= Friedrich Geiger (musicologist) =

German musicologist

Friedrich Geiger (born in 1966) is a German musicologist.

== Life ==
Born in Munich, Geiger studied music, historical and systematic musicology and Latin philology in Munich and Hamburg. After gaining his PhD in 1997 with a thesis on Wladimir Rudolfowitsch Vogel, he headed the Research and Information Centre for ostracized Music at the Dresden Centre for Contemporary Music from 1997 to 2002. He then lectured at the musicological institutes of the TU Dresden and the University of Hamburg. After his habilitation in 2003 with a study on the persecution of composers under Hitler and Stalin, he was research assistant and lecturer at the musicological seminar of the Free University of Berlin in the Deutsche Forschungsgemeinschaft special research area Aesthetic Experience in the Sign of the Dissolution of Artistic Limits from 2003 to 2007. Since summer semester 2007 he has been teaching as professor for historical musicology at the University of Hamburg.
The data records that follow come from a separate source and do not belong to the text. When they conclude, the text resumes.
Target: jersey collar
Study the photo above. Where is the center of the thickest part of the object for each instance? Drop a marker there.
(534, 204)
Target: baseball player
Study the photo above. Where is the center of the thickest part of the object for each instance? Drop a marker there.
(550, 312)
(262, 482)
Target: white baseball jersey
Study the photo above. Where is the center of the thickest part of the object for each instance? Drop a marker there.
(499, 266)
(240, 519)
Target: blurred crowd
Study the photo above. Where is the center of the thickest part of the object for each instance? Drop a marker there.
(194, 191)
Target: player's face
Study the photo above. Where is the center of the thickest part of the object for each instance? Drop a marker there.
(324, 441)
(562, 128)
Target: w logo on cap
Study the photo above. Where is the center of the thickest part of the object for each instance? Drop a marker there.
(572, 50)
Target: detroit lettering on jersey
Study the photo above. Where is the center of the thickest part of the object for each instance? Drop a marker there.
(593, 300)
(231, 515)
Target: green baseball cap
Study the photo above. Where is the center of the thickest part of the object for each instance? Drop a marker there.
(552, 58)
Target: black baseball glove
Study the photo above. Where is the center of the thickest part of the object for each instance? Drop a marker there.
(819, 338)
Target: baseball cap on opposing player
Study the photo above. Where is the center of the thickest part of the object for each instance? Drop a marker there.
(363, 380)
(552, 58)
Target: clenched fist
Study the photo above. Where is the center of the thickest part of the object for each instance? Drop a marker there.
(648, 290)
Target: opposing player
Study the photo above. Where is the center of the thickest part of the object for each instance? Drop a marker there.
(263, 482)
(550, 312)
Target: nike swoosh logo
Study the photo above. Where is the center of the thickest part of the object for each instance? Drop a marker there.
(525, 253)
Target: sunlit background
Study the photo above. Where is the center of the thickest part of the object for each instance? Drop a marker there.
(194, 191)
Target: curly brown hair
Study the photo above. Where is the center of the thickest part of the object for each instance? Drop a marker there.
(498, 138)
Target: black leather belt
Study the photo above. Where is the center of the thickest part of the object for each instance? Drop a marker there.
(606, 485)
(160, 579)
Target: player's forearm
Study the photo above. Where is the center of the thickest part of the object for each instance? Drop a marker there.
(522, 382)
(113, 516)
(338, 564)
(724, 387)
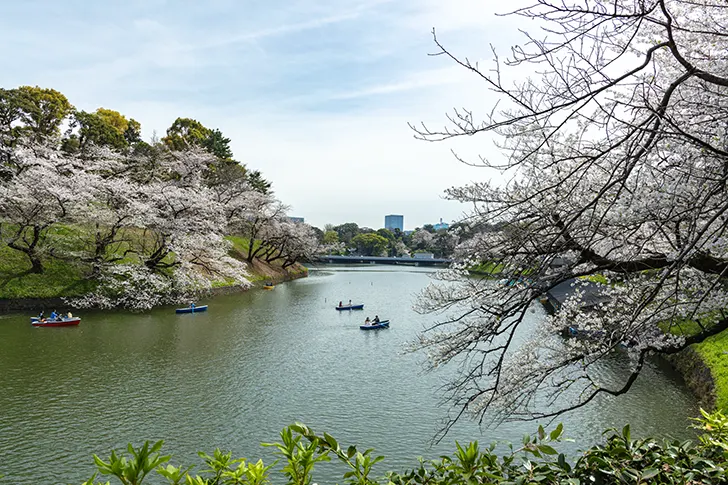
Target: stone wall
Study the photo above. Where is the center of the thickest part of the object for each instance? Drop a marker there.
(696, 374)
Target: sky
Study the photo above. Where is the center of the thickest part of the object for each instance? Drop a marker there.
(315, 94)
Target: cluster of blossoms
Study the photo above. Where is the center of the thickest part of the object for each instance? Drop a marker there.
(151, 225)
(616, 180)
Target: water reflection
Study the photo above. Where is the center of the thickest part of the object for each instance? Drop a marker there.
(234, 376)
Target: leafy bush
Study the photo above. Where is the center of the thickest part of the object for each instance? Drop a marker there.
(620, 460)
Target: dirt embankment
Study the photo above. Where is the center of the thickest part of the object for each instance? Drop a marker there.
(260, 271)
(696, 374)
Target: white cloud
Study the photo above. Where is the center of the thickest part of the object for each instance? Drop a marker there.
(315, 94)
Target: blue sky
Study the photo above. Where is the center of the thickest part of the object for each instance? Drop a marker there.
(315, 94)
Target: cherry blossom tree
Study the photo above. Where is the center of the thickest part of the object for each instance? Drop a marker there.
(615, 162)
(41, 191)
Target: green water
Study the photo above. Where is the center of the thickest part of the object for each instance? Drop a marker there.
(234, 376)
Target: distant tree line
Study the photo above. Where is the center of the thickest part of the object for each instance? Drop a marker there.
(349, 238)
(150, 219)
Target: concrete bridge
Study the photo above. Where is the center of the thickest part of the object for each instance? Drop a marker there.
(382, 260)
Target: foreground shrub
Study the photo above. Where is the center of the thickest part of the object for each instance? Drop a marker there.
(619, 460)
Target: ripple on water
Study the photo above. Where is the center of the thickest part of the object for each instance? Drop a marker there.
(255, 362)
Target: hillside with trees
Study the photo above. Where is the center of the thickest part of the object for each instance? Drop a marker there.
(89, 210)
(349, 238)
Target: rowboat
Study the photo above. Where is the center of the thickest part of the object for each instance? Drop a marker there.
(350, 307)
(381, 324)
(196, 309)
(64, 322)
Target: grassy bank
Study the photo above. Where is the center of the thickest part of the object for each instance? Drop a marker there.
(714, 353)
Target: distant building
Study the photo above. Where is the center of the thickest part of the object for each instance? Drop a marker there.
(394, 221)
(441, 225)
(424, 256)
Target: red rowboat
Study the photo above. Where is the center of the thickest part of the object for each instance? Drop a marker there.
(66, 322)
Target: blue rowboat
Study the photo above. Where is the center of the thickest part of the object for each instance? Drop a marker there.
(350, 307)
(196, 309)
(381, 324)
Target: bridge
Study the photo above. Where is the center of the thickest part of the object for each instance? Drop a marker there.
(382, 260)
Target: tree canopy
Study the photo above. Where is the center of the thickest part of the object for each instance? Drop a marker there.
(615, 168)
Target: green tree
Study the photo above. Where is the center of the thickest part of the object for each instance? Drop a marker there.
(387, 234)
(102, 128)
(185, 133)
(133, 132)
(256, 180)
(347, 232)
(330, 237)
(41, 110)
(9, 109)
(217, 144)
(370, 244)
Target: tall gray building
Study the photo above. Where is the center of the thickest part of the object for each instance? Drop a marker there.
(394, 221)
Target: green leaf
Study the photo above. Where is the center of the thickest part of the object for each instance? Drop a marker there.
(556, 433)
(649, 473)
(547, 450)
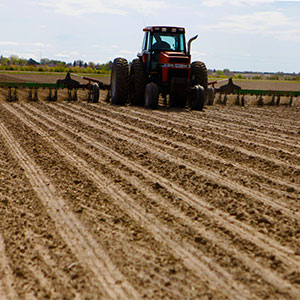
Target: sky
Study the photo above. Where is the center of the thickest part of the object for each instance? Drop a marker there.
(240, 35)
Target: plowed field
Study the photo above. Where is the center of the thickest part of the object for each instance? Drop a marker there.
(106, 202)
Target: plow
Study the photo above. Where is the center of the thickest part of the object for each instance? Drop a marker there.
(213, 94)
(163, 68)
(263, 97)
(72, 86)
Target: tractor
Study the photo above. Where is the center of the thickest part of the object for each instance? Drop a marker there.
(162, 68)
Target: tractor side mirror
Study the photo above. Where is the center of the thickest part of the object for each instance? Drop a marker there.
(190, 42)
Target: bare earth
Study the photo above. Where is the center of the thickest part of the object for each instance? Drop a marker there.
(106, 202)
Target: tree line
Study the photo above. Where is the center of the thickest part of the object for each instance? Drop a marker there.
(15, 63)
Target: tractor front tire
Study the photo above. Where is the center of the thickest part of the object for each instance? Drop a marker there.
(119, 81)
(151, 95)
(177, 100)
(199, 74)
(137, 83)
(197, 98)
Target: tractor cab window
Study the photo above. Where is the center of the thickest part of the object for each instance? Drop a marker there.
(168, 41)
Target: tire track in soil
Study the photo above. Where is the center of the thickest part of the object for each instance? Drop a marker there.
(238, 154)
(210, 175)
(159, 277)
(218, 278)
(257, 119)
(7, 289)
(225, 125)
(250, 135)
(229, 117)
(139, 169)
(274, 280)
(225, 140)
(75, 235)
(167, 144)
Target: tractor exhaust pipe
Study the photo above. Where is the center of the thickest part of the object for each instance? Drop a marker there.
(190, 42)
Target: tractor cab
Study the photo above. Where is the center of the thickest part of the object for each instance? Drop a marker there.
(162, 68)
(163, 47)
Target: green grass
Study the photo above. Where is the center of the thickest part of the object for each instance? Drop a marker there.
(52, 73)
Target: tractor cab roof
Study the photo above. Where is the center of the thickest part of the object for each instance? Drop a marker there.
(165, 29)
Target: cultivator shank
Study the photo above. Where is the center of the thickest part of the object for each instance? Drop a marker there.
(232, 89)
(93, 86)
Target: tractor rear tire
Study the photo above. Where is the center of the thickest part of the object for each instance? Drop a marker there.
(151, 95)
(138, 80)
(96, 93)
(198, 98)
(210, 96)
(119, 81)
(199, 74)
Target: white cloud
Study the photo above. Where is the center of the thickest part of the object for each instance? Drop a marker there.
(215, 3)
(271, 23)
(8, 43)
(67, 55)
(113, 7)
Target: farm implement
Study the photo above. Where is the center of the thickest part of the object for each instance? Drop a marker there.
(72, 86)
(163, 68)
(272, 97)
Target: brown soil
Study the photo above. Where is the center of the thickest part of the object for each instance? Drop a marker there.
(106, 202)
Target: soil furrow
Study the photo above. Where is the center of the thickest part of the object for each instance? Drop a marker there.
(248, 262)
(251, 134)
(7, 285)
(217, 276)
(228, 141)
(195, 153)
(211, 176)
(151, 174)
(72, 231)
(237, 154)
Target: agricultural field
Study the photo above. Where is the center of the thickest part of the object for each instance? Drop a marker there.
(105, 202)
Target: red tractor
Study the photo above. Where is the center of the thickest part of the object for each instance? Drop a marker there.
(163, 67)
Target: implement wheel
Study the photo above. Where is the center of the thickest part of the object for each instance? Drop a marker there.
(151, 95)
(119, 81)
(137, 83)
(199, 74)
(178, 100)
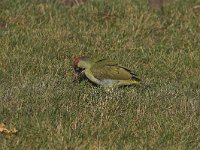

His research focuses on music history from the 18th century to the present, music of antiquity and ancient reception in music, music in dictatorships, historiography of popular music, geography of music history and music aesthetics and musical judgement.

== Publications ==
- Die Dramma-Oratorien von Wladimir Vogel 1896–1984. Hamburg 1998, ISBN 3-932696-03-4.
- Musik in zwei Diktaturen. Verfolgung von Komponisten unter Hitler und Stalin. Kassel 2004, ISBN 3-7618-1717-7.
- Verdikte über Musik. 1950–2000. Stuttgart 2005, ISBN 3-476-02110-6.
- with Michael Custodis: Netzwerke der Entnazifizierung. Kontinuitäten im deutschen Musikleben am Beispiel von Werner Egk, Hilde und Heinrich Strobel. Münster 2013, ISBN 3-8309-2843-2.